Several studies emphasized the potential of single and multiple transcranial random noise stimulation sessions to interfere with auditory cortical activity and to reduce tinnitus loudness. It was the objective of the present study to evaluate the use of high-frequency tRNS in a one-arm pilot study in patients with chronic tinnitus.
Therefore, 30 patients received 10 sessions of high frequency tRNS over the bilateral temporal cortex. All patients had received rTMS treatment for their tinnitus at least 3 months before tRNS. Primary outcome was treatment response. Transcranial random noise stimulation (tRNS) is a non-invasive brain stimulation method using varying alternating currents to interfere with oscillatory brain activity.
The enhancement neuronal
Technically, tRNS represents a special form of transcranial alternating current stimulation (tACS) with the current alternating at random normally distributed frequencies. Even short-term tRNS of 4 minutes was show to modulate the blood oxygen level dependent (BOLD) signal in the human motor cortex. Its putative mechanism of action is the enhancement of neuronal noise and the decrease of hypersynchronicity.

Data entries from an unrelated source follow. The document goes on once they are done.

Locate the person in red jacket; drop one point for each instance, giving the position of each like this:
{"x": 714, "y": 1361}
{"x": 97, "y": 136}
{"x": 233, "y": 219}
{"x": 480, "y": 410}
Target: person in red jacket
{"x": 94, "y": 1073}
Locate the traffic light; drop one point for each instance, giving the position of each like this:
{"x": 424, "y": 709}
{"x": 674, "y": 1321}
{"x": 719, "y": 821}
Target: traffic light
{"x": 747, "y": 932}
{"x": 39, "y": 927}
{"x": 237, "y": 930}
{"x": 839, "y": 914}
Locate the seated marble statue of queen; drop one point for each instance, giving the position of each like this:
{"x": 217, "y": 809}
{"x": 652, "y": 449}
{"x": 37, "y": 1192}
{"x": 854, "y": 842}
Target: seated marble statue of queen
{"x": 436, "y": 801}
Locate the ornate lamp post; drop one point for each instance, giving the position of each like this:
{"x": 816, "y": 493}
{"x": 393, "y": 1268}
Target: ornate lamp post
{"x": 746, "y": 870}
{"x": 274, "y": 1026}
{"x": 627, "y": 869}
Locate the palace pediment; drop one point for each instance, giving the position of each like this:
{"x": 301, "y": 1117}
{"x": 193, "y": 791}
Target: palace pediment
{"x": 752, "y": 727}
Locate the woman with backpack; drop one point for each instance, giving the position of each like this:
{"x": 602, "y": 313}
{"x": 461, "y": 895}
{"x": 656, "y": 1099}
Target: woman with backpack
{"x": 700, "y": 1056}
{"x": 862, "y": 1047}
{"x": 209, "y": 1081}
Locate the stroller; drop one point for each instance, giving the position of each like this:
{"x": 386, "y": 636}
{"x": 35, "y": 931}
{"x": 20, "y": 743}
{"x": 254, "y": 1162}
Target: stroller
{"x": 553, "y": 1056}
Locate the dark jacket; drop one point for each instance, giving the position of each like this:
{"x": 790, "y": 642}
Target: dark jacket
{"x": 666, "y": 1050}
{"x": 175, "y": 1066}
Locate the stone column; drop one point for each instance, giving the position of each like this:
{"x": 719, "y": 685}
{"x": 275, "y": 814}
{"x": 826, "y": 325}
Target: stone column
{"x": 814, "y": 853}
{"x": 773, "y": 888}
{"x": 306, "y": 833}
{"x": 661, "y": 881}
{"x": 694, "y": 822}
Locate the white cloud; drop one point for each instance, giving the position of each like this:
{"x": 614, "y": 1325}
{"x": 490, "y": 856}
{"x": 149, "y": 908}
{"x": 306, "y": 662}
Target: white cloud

It was hypothesize that the main mechanism of tRNS action was base on repeat subthreshold stimulations; which might prevent homeostasis of the system and potentiate task relate neural activity. In patients with tinnitus; the effects of single sessions of tDCS, tACS and low-frequency tRNS of the auditory cortex were compare regarding tinnitus; so loudness and the tinnitus relate distress after stimulation of the auditory cortex.
A direct comparison of three non-invasive stimulation methods apply to the bilateral auditory cortex in 111 tinnitus patients demonstrated that the transient suppressive effect on tinnitus loudness and tinnitus relate distress was larger after tRNS compare to tDCS and tACS. Both tDCS and tACS induce small and non-significant effects on tinnitus perceptions; suggesting lf-tRNS as a superior brain stimulation method for tinnitus suppression.
Treatment of chronic tinnitus
Treatment of chronic tinnitus with hf-tRNS is easily applicable; show tolerable side effects; but result in temporal increases in tinnitus loudness in 20% of the cases leading to two drop outs. One advantage over rTMS is that tRNS is not with pulse local aversive sensations inherent to TMS stimulation. During tRNS patients report either constant slight tingling or no local sensations at all.
As tRNS provides a balance current stimulation it is consider even safer than tDCS; which induces a polarizing stimulation possibly leading to skin lesions under certain conditions. Accordingly, no erythema or burning skin lesion were observe in our study. In our clinical cohort no significant effects on cognitive functioning; which were detect assuming tRNS of the bilateral temporal cortex as a safe procedure even if apply on a repetitive basis of 10 sessions.
Taken together, our pilot study provides evidence for the feasibility of high frequency tRNS; which in the treatment of chronic tinnitus and demonstrate an identical low response rate compare to transcranial magnetic stimulation in a study cohort; which was treat almost two years after the first neurostimulation treatment attempt with rTMS. In sum, the trial was negative as no secondary outcome measure was significant including TQ. As the subgroup of patients who respond to hf-tRNS differed from rTMS responders; the results advocate to further focus on individualized treatment approaches.